Mosaicos Eclecticos. Galería Concha Ferrant. La Habana. 2003

Palabras del Catálogo: Mosaicos y Performance escultórico en la galeria Concha Ferrant de Guanabacoa. Núñez Motes Jorge, Guantánamo, 14, enero, 2003

Responder, con nuestra presencia aquí y ahora, a la invitación que nos hiciera Jose Antonio Hechavarria para asistir a la inauguración de sus “Mosaicos Eclécticos”, es convertirse, convertirnos, en cómplices conscientes de un acto nada fortuito de manipulación estética, donde el consabido “dar gato por liebre” puede ser la nota que domine toda la propuesta. Y es que toda la obra plástica de José A. Hechavarria no es solo un rejuego de y con las apariencias - en una voluntad trasvestista a ultranza- , sino también una suerte de ritornello sobre si misma, una larga serie de temas con variaciones, tal el clásico “Bolero” de Ravel, en el que cada nuevo crescendo resulta al mismo tiempo igual a si mismo pero diferente.

Mediados los noventa, cuando presentara en Guantánamo sus “Estrategias Monumentales”, José Antonio no ha hecho otra cosa que mostrarnos la manera en que ha ido construyendo su corpus visual -vital- en el que la cita culta, la ironía y el rejuego formal resultan los elementos caracterizadores de ese corpus.

De esta manera, los postulados enunciados en “Estrategias Monumentales” se han ido concretando en sucesivas exposiciones como “La verdadera historia de la madre de los tomates”, o “El hermano del otro y su socio”, hasta estos “Mosaicos Eclécticos, de tal suerte que el primer segmento , “Lo indefinido abstracto”, alude a la propia exposición -“Estrategias Monumentales”- en el sentido de la no definición, aún, de lo aparencial inmerso en un cosmos caótico.

Adelantándonos en el tiempo se pudiera establecer la relación de similitud entre la segunda sección de “Estrategias..”, “Lo vegetal erótico” , con “La verdadera historia de la madre de los tomates”, pues si en la primera lo erótico estaba dado en la propia estructura, en esta se convierte en hojas, retoños, insinuaciones florales o en la elongación de los tallos, soportes de la estructura de la obra. Finalmente, el referente obvio de estos “Mosaicos Eclécticos” estaría en el tercer segmento, “Lo arquitectónico estructural”, en el que la imbricación estructura-arquitectura determina toda la superficie del plano.
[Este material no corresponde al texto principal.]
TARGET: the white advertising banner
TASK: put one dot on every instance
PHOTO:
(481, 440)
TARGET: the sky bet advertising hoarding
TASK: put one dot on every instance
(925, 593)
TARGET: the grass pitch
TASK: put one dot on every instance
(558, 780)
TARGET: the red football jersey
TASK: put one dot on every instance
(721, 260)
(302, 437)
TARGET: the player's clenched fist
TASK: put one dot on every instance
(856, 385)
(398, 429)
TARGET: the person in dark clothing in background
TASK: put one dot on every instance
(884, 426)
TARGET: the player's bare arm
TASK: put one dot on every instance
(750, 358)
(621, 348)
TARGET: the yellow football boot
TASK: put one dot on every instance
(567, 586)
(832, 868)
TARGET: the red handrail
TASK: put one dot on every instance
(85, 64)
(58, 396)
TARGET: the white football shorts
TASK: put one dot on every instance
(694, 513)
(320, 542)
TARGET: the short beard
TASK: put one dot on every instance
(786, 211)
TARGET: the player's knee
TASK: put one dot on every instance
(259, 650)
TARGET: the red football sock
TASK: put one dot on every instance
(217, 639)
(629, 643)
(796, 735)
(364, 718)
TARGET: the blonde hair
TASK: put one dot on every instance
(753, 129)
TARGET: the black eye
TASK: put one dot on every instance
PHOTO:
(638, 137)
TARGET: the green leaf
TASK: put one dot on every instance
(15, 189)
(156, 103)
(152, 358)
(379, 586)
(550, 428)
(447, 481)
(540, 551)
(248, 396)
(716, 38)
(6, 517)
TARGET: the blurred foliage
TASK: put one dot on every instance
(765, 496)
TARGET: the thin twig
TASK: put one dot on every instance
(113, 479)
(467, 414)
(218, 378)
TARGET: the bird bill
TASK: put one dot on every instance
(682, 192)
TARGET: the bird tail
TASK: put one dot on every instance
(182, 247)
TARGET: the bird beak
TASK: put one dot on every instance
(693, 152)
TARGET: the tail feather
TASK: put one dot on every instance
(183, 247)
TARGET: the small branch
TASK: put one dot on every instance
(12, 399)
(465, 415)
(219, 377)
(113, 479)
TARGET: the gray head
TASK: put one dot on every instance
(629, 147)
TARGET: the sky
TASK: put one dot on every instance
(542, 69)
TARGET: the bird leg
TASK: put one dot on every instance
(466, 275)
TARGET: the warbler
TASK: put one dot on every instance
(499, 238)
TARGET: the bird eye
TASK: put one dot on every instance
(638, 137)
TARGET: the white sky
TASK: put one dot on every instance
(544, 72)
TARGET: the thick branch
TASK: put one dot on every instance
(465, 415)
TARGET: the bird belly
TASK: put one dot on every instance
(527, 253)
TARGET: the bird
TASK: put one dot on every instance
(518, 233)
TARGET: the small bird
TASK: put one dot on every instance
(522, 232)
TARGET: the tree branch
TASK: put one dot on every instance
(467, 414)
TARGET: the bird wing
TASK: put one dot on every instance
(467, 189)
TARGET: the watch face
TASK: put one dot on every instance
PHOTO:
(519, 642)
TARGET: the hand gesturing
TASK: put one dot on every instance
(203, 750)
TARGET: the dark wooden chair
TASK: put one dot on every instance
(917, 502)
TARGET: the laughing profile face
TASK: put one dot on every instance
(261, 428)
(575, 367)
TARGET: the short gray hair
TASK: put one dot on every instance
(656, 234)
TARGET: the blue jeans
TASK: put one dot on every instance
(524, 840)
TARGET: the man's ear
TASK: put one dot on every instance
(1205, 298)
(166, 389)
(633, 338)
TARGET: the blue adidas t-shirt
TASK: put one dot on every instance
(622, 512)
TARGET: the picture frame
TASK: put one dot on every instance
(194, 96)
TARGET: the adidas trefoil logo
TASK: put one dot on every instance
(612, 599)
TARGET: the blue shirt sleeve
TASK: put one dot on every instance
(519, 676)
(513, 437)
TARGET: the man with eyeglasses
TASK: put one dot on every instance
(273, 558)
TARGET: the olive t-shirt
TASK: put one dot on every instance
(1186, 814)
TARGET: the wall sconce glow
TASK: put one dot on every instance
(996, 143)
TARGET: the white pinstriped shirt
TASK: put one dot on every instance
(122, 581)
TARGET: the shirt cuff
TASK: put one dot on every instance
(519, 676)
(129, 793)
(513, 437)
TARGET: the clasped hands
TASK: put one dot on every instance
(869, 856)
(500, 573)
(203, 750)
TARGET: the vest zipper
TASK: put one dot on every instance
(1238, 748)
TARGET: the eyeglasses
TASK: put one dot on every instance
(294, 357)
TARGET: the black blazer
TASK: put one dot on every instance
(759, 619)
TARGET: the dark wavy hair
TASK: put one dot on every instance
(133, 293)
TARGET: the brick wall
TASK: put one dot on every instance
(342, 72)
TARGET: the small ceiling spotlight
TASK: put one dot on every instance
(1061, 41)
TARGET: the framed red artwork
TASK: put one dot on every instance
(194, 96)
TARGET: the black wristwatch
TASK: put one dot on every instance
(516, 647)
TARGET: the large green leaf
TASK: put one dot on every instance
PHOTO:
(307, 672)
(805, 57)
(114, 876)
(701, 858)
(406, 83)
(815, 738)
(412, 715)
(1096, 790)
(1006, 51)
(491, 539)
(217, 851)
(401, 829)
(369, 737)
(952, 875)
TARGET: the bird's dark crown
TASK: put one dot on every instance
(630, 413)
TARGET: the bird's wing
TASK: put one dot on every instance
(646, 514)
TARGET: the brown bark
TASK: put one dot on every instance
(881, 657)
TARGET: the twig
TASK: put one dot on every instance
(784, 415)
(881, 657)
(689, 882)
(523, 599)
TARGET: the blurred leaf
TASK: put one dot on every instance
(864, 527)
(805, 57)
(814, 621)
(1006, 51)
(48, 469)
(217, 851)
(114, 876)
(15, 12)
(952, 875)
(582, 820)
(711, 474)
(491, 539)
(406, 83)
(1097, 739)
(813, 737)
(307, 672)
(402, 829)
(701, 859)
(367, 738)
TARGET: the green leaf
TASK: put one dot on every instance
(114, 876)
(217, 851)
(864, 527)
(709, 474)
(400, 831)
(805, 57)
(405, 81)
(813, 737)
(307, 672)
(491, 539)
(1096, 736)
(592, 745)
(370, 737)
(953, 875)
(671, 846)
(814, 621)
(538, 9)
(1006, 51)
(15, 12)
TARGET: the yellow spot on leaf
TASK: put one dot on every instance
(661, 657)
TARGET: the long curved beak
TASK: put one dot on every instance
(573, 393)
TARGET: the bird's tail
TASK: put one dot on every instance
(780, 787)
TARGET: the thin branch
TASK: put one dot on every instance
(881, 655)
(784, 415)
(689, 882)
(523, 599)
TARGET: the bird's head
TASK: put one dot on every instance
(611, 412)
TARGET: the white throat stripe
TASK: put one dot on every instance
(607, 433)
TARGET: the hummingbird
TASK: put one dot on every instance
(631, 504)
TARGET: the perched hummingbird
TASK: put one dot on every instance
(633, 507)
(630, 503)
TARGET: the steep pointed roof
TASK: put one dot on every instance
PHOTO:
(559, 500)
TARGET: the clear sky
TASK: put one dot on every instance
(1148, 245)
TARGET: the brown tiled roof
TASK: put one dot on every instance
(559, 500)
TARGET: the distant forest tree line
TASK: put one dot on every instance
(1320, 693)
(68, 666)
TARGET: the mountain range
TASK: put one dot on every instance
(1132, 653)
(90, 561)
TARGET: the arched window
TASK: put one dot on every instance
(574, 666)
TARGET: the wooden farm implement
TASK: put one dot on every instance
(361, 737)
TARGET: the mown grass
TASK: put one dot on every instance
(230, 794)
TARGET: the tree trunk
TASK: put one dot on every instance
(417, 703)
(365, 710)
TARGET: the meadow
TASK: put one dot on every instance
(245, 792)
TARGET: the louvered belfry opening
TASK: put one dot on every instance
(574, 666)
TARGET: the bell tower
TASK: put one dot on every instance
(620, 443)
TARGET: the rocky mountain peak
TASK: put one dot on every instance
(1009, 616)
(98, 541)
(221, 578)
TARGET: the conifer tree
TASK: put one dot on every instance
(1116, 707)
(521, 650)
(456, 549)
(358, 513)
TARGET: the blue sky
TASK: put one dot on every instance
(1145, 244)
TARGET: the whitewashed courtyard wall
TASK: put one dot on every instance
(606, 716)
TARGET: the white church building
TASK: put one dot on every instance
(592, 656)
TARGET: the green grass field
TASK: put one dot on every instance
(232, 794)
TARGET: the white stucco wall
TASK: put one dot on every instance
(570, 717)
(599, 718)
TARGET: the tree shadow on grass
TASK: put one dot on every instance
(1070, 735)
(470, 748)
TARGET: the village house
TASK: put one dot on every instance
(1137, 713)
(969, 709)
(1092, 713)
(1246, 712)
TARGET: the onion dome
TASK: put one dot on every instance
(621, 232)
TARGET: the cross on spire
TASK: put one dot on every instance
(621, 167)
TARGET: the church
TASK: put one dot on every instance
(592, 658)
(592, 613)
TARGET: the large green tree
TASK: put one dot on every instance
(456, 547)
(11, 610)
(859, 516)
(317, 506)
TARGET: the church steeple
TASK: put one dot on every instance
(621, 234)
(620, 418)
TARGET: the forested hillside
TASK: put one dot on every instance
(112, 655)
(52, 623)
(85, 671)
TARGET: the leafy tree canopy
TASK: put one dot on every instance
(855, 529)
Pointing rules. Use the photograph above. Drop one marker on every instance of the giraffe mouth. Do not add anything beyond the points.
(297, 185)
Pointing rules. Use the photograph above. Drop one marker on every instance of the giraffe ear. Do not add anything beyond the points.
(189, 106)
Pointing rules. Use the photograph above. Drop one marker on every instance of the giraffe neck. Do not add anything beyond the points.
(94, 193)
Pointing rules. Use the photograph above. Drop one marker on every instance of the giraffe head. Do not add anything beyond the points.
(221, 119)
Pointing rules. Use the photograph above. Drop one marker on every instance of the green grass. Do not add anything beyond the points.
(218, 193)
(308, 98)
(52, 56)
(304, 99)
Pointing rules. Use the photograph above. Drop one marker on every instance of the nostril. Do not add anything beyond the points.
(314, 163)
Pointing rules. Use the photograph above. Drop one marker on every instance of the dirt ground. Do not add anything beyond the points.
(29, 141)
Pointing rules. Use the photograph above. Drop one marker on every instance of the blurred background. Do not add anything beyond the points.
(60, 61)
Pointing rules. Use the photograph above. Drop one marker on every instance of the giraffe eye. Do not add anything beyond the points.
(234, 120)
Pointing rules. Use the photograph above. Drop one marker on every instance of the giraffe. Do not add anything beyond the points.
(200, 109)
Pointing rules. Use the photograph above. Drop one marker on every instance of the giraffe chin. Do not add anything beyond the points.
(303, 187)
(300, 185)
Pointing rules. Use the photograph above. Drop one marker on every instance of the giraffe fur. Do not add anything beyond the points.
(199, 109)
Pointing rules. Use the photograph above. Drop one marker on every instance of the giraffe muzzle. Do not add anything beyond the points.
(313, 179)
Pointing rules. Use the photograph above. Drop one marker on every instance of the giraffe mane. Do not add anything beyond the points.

El crescendo conceptual, el rejuego de las formas, la superposición de planos, las mixturas técnicas, el tratamiento cromático conforman y particularizan el cosmos ecléctico de estos mosaicos, que en su bidimensionalidad solo aparente poseen el atractivo de grandes fotos de épocas y lugares remotos. Al igual que en “Estrategias...”, la eliminación del paratexto individualizador y evidente para usar de forma elíptica el concepto generalizador de “serie”, permite una mayor libertad de lectura y que lo visual prime sobre lo anecdótico.

No importan entonces influencias bizantinas o mayas, griegas o romanas, lo determinante es la mixtura, ese trasvestirse con la piel del “Otro” que a la larga resulta ser el mismo para, en inigualable crescendo, sean lo escultórico -por lo rotundo de las formas- y lo arquitectónico -por el carácter espacial-, los reales protagonistas de estos “Mosaicos Eclécticos”.

Conscientes de la complicidad a que nos invitara José Antonio permítasenos, entonces, disfrutar y agradecer estas nuevas propuestas.